Risk-Adjusted Performance

8 of 100

 
Weak
 
Strong
OK
Compared to the overall equity markets, risk-adjusted returns on investments in Centrica PLC are ranked lower than 8 (%) of all global equities and portfolios over the last 90 days. In spite of rather unsteady technical and fundamental indicators, Centrica PLC exhibited solid returns over the last few months and may actually be approaching a breakup point.

Omega Healthcare and Centrica PLC Volatility Contrast

   Predicted Return Density   
       Returns  

Pair Trading with Omega Healthcare and Centrica PLC

The main advantage of trading using opposite Omega Healthcare and Centrica PLC positions is that it hedges away some unsystematic risk. Because of two separate transactions, even if Omega Healthcare position performs unexpectedly, Centrica PLC can make up some of the losses. Pair trading also minimizes risk from directional movements in the market.

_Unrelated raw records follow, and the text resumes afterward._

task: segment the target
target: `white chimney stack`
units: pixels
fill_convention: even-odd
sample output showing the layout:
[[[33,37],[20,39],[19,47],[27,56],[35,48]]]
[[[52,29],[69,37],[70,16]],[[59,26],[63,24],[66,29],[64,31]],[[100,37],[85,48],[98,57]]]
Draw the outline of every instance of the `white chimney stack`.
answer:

For example, if an entire industry or sector drops because of unexpected headlines, the short position in Centrica PLC will offset losses from the drop in Centrica PLC's long position.
The idea behind Omega Healthcare Investors and Centrica PLC pairs trading is to make the combined position market-neutral, meaning the overall market's direction will not affect its win or loss (or potential downside or upside). This can be achieved by designing a pairs trade with two highly correlated stocks or equities that operate in a similar space or sector, making it possible to obtain profits through simple and relatively low-risk investment.
Check out your portfolio center.
Note that this page's information should be used as a complementary analysis to find the right mix of equity instruments to add to your existing portfolios or create a brand new portfolio. You can also try the Cryptocurrency Center module to build and monitor diversified portfolio of extremely risky digital assets and cryptocurrency.